SHAPIRO: Nancy Borowick says her family was always cracking each other up, wearing crazy costumes and singing their favorite songs, everything from Billy Joel to Hootie and the Blowfish. She creates the full picture of her family's life together with snapshots, to-do lists, needlepoint and birthday cards interspersed with the black and white photos Nancy Borowick took of her ailing parents.

N. BOROWICK: One of the layouts in the book is this series of six images. And actually, when I look at them in this layout it kind of reminds me of, like, an old film reel. My father is behind my mom. And I don't know what it - what maybe started this, but my father just started dancing.

(SOUNDBITE OF SONG, "HOLD MY HAND")

HOOTIE AND THE BLOWFISH: (Singing) With a little love and some tenderness...

N. BOROWICK: I think he really wanted to make my mom smile. I think this was a challenge in this time because they were both so tired from treatment. And in that moment I forget that they're sick. But my mother also has that - you know, she has that kind of smile where you - like, you're smiling so much that, like, you might pee your pants (laughter). Like, that kind of laughter, which, you know, I think I was sitting there photographing also laughing because what a moment of joy.

(SOUNDBITE OF SONG, "HOLD MY HAND")

HOOTIE AND THE BLOWFISH: (Singing) I said get up and let me see you smile.

N. BOROWICK: I remember speaking to a student once who said to me, you know, why do you want to remember these moments? Your parents were dying. And I think, well, yeah, they were dying, but they were living, you know? And it was so clear that they were living in the face of this.

(SOUNDBITE OF ARCHIVED RECORDING)

HOWARD BOROWICK: And nobody promised me longevity. Nobody promised me success.

SHAPIRO: Nancy also interviewed her parents.

(SOUNDBITE OF ARCHIVED RECORDING)

H. BOROWICK: Nobody promised me love. Nobody promised me healthy kids. Nobody promised me good friends. Nobody promised me a great career. And yet I've had all those. So I'm way ahead in the balloting and in accounting. So I have no regrets.
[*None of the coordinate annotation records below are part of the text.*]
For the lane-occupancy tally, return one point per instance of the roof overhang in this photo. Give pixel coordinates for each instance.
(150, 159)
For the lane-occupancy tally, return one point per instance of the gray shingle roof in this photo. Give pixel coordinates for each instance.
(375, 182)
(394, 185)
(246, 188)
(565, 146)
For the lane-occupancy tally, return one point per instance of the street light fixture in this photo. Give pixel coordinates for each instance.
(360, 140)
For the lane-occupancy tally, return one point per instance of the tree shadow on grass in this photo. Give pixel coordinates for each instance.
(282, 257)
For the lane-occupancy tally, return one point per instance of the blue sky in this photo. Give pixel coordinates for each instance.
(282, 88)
N. BOROWICK: God, I - like, you know, I still have that instinct at times to pick up my phone and try to call them. Like, I mean, now I have other means. You know, my father told us in his eulogy - he said, you know, look for me in the sunset and you can talk to me there. And so I talk to my dad every night. And my mother actually - she said, well, Dad stole the sunset, so why don't you - if you want to talk to me, you know, talk to me in the stars.

(SOUNDBITE OF SONG, "UP ON THE ROOF")

JAMES TAYLOR: (Singing) And at night the stars, they put on a show for free.

N. BOROWICK: Oh, it's - wow, it just - what a journey it has been. And I think in many ways this book is - has allowed me to grow and go - you know, and move forward. I think that that's what they would want.

SHAPIRO: Nancy Borowick's new book is "The Family Imprint: A Daughter's Portrait Of Love And Loss."

(SOUNDBITE OF SONG, "UP ON THE ROOF")

TAYLOR: (Singing) Well, I found a paradise that's just about trouble proof, I know now. And if this old world starts getting you down, well, there's room enough for two.